Study abroad because it kills prejudice, encourages peace and expands opportunities. That was the essence of the messages shared by such leaders as Chief of Staff Denis McDonough at the White House Summit on Global Citizenship and Study Abroad. I was lucky enough to be invited to this event in Washington D.C. as one of the 100 most influential travel bloggers and digital media outlets. I will write another post all about the wonders of taking part in this summit (like meeting the Travel Channel's Samantha Brown and touring the White House holiday decorations). But first I want to share with you why I so strongly believe in study abroad and foreign travel.
Study abroad because it kills prejudice
As a child I loved Anne Frank: The Diary of a Young Girl. I read that book several times as a tween and teen, both for school and for personal reasons. Like millions of other readers, I fell in love with Anne. And I hated Nazis. I could not understand how a country could wreak such terror on so many millions of people.
Therefore, I thought of all Germans as bad, ironically adopting an attitude of prejudice toward an entire nation of people. Then I went to Germany at age 15 with my family during my first trip out of North America. I would observe elderly German people on the train, wondering if they had been Nazis during the war. They would smile at me and try to help my family navigate paper maps on street corners. One tiny older woman with silver hair and an armload of groceries even offered to do our family’s laundry at her house. We thanked her but refused to burden her with such a task. I could no longer lump a country of people into a category of evil. We must never forget what happened during World War II, but experiencing a culture in real life dissolves prejudices. I learned that the leaders of a country do not represent its populace as a whole.
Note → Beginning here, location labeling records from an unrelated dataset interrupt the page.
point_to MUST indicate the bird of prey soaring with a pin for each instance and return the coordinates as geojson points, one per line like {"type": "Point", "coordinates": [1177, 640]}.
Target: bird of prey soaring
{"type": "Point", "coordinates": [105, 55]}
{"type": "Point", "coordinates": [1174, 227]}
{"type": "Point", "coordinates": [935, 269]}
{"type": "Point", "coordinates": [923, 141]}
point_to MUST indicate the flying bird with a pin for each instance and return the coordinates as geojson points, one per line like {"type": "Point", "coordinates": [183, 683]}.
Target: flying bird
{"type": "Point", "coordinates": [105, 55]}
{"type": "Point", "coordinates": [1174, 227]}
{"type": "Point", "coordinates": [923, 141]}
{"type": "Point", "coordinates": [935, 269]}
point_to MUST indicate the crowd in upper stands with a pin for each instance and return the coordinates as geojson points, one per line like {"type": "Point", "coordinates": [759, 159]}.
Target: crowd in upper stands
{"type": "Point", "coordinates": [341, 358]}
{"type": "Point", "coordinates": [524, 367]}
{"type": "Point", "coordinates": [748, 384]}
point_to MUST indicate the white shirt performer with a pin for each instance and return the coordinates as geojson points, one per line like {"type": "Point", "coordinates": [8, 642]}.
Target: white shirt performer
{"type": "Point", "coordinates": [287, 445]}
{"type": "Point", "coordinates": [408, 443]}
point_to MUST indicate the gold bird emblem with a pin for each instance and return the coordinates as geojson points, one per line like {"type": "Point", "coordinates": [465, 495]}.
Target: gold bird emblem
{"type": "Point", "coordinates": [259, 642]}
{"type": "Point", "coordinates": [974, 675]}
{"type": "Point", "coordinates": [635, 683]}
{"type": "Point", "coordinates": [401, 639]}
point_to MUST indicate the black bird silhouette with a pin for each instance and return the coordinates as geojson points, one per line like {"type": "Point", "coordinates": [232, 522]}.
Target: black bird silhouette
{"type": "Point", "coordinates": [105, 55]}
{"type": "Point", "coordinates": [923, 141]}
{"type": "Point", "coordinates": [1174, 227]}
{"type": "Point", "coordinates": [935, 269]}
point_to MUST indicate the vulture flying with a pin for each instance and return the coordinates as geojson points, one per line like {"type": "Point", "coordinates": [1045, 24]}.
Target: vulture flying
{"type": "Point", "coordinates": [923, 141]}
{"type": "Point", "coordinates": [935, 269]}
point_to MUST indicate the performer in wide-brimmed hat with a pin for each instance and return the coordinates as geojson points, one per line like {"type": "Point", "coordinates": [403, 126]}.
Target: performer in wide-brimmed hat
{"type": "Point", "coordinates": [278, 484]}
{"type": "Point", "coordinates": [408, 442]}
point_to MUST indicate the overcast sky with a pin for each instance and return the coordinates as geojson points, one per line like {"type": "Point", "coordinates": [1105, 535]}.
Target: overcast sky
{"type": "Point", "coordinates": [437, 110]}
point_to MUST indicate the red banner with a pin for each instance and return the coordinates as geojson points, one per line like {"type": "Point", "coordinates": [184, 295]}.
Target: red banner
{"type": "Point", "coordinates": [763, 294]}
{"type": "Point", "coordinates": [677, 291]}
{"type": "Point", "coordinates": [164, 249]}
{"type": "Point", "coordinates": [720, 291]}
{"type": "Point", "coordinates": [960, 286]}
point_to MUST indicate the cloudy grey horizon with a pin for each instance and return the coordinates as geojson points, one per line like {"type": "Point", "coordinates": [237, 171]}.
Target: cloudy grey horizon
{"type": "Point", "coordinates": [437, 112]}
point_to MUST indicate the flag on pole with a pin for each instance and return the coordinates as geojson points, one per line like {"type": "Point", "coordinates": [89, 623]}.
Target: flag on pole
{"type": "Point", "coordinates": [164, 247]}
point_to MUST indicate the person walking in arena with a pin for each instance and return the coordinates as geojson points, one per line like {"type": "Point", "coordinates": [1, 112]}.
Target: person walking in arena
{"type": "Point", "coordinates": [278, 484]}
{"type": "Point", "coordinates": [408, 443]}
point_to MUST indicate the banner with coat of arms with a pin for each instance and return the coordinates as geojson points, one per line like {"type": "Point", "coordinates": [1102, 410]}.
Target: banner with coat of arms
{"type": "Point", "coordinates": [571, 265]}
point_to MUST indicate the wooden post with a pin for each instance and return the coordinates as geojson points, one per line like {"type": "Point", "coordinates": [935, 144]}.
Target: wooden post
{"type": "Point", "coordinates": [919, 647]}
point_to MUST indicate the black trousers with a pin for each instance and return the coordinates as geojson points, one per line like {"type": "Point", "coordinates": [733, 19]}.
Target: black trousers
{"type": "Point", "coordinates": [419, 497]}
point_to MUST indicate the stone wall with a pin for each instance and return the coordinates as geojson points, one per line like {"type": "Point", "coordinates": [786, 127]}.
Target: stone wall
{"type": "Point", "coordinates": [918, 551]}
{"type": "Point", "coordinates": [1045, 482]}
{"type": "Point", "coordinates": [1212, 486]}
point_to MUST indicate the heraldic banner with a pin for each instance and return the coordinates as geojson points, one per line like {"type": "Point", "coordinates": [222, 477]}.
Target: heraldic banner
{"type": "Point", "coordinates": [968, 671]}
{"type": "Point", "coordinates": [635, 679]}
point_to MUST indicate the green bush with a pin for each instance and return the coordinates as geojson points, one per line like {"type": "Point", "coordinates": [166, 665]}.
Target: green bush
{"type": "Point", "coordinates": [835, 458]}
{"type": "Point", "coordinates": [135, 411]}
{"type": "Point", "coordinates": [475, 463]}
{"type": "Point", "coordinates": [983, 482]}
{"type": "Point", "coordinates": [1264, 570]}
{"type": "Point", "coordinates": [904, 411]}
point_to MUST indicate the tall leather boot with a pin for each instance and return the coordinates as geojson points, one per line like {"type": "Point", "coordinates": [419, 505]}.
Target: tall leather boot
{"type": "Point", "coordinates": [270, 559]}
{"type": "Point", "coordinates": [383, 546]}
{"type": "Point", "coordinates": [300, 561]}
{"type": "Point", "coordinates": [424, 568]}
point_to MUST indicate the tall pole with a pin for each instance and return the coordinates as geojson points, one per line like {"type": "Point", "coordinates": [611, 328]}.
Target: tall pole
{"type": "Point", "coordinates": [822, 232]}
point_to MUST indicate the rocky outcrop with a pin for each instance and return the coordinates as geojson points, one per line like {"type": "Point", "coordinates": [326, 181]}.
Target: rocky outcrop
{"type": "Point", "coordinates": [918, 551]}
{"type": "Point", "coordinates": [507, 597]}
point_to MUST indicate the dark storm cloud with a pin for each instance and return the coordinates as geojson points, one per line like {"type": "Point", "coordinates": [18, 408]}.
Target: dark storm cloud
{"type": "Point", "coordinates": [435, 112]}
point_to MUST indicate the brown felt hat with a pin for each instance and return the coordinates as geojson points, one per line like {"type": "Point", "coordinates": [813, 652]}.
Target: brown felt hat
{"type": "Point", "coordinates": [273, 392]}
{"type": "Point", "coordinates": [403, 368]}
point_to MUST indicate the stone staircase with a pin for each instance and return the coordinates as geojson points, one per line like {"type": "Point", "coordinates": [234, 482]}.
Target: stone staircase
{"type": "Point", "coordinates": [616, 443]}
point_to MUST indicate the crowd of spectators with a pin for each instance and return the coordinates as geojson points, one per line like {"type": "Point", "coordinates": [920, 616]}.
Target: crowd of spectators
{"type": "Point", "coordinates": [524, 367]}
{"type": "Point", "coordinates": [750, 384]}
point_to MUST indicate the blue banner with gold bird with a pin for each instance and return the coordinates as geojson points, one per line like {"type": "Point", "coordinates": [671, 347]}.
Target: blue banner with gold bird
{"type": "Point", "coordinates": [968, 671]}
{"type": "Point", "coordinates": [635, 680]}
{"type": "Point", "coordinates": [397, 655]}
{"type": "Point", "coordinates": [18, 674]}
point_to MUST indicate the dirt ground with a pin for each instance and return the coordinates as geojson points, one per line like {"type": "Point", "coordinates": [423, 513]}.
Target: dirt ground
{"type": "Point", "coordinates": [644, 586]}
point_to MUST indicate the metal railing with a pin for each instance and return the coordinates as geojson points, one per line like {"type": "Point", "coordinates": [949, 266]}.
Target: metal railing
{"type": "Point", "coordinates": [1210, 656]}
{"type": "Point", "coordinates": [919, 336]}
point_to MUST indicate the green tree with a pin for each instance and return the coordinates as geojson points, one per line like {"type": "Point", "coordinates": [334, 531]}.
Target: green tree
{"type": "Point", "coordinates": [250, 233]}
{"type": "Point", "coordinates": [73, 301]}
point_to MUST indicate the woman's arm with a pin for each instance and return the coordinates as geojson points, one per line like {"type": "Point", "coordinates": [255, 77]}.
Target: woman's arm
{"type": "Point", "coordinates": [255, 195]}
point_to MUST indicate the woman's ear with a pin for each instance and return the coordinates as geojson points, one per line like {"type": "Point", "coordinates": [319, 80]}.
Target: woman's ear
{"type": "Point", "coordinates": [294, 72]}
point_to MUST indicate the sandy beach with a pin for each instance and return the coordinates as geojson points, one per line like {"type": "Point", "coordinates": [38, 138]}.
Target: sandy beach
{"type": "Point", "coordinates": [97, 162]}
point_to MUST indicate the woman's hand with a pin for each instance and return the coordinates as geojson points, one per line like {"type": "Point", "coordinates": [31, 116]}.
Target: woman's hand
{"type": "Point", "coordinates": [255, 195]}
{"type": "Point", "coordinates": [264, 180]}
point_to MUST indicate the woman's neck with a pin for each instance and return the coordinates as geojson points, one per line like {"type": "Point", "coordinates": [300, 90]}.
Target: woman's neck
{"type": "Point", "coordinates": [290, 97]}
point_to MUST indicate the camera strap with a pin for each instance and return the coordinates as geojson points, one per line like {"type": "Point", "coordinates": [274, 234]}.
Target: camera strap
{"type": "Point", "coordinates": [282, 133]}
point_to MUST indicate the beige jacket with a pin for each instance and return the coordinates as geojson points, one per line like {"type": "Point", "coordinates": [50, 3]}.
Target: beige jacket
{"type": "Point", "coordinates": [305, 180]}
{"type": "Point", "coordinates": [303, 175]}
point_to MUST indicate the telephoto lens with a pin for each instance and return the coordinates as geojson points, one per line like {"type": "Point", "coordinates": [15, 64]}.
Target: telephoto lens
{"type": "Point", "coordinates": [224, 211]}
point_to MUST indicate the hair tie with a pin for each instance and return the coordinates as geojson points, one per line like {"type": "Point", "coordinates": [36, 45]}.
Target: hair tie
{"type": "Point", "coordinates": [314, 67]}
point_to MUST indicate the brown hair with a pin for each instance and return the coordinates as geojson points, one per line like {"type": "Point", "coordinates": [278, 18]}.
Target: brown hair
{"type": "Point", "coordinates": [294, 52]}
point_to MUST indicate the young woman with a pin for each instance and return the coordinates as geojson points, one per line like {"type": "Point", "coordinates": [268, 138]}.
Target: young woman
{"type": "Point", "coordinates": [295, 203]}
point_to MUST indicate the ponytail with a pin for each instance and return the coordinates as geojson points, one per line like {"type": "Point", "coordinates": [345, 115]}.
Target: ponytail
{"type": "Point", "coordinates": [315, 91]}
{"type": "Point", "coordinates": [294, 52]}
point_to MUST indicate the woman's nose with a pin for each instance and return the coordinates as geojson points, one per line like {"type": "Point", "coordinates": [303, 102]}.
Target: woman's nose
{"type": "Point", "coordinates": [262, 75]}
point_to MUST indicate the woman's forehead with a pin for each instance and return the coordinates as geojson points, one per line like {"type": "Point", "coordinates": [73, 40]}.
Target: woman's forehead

Study abroad because it encourages peace
I saw firsthand how people in other countries, while different and intriguing, truly are more similar to people from my homeland than we are dissimilar. We all coo at babies in strollers and smile at compliments and appreciate when someone makes a gesture of kindness, like holding open a door. It’s much easier to divide the world into enemies when people seem like distant caricatures instead of breathing, smiling, crying, souls struggling to find their way in the world, just like me.
Study abroad because it transforms your life
After hosting a French foreign exchange student at my family’s home in Arizona when I was in high school, I spent a month with her family in Normandy the following summer. With my limited understanding of French, it was one of the loneliest and most difficult experiences of my life. It was also one of the most rewarding and transformative, for reasons I explain here.
Study abroad because it widens your world view
This life-changing experience of living with another family in Normandy led me to study for one year in Southern France during college. It was frustrating and embarrassing for this perfectionist to fumble to learn a language so beloved by its countrymen. I often felt isolated living so far from my family, friends and the security of knowing how to behave properly in public. But it was also the most incredible time of my life. I traveled to nearly 20 countries during school breaks and in the summer that followed. I made friends from around the world, with many of whom I still keep in contact today. I learned about European history in a tangible, memorable way not possible through text books and lectures alone.
Study abroad to become immersed in another culture
I learned not only another language, but also another culture in France. I fell in love with pains au chocolat (chocolate croissants), Orangina (a bubbly orange juice), and unflavored yogurts served in thick, solid cylinders and then stirred with granulated sugar. I adopted the French habits of saying hello and goodbye whenever entering or leaving a small store (something I still do to this day), holding the door open for the person behind me (no matter how far behind they may be), and of speaking softly in public as to not cause a scene (something I unfortunately have not carried back to my life in the U.S.).
Study abroad to find connection
I slowed down from the hectic pace of America. I played a lot of cards with friends and drank an abundance of café crèmes at sidewalk cafes. (Café crème is espresso with steamed milk that locals drink only in the morning but which I drank whenever I desired, faux pas though it was). My friends hailed from France, Portugal, Italy, Ireland, England, Mozambique and from all over the U.S. I felt a greater connection to my fellow students and my adopted French town of Montpellier than I ever felt at the sprawling Arizona State University campus back home.
Study abroad to expand opportunities
When I studied abroad, I didn’t just step outside my comfort zone, I lived outside my comfort zone. Studying abroad and visiting foreign countries has formed me into the open-minded, travel-loving, dream-seeking person I am today. The greatest lesson I learned during my year overseas was that I could tackle difficult situations and not just survive, but thrive. It would have been easier to stay at home. But, oh! The things I would have missed if I had not gone. I can’t imagine who I would be today without those experiences. I certainly wouldn’t have been invited to the White House as one of the top travel bloggers in the world. That much I know.